Why It's Time to Become Your Company's Chief Laziness Officer

My first real job was working for a large computer manufacturer in them production control department.

After two months there, the department head called me into his office and told me I was the laziest person he'd ever met. And he meant this as a compliment.

When I first started this job, I worked 50 hours a week and my direct supervisor worked 60 hours a week. 

Then, after a month, I was notified that my supervisor was laid off and I was to inherit all of his work. Faced with having to work 110 hours a week, I decided to take a hard look at what we were doing. In the past, I just did what I was told to do.

Over the course of a weekend, I analyzed all of the activities I now needed to perform. I discovered that only 20 percent of my work was high value add. This was the only work I really needed to do. The remaining 80 percent of my work fell into a few categories:

  • Low Value Work - Many activities seemed to add little or no value. Although we had done these in the past, they were apparently no longer necessary. I stopped doing these activities immediately and waited for someone to complain. No one ever did.
  • Someone Else's Work - Several activities were really the responsibility of another department or individual. Therefore, I worked to get these activities assigned to the correct parties. Not only did this reduce my workload, but it also reduced the overall time required by the company as a whole. When the right person is doing the right work, it is always more efficient.
  • Manual Work to Be Automated - A large number of "transactional" activities were done manually and were candidates for automation. None of these activities were particularly complicated. Therefore, I wrote some simple computer programs in a matter of hours that automated these processes. Back in those days, we used punch cards, so it was more complicated than than it is now!

After only two days of analysis and work, I managed to get my workload from 110 hours to 20 hours.

This drastic reduction in work is the reason my boss called me lazy. In fact, he designated me as the department's Chief Laziness Officer. My role was to go around and find inefficiencies in the work being done and help others become more efficient.

How can you become your company's Chief Laziness Officer?

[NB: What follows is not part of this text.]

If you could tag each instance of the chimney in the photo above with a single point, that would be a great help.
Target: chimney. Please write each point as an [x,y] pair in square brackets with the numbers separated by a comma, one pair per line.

Look at your work activities.

  • What work do you do that is non-value add? Stop doing it!
  • What work do you do that other should do? Reassign that work to the appropriate party.
  • What work do you do that other can do? Delegate or outsource these activities.  Get a "virtual assistant" to do your routine activities.  Partner with someone who might be better skilled to do this activity.
  • What work can be automated? Buy off-the-shelf software to help speed things up. Or find someone who can build you a custom application. With gig-economy websites like Fiverr.com, Upwork.com, and 99Designs.com, there are a so many inexpensive ways to outsource work.

Focus your energies on the items that truly add value and differentiate you from the competition. Eliminate, automate, or delegate the rest.

The goal is not to do more with less. You should strive to do less and get more.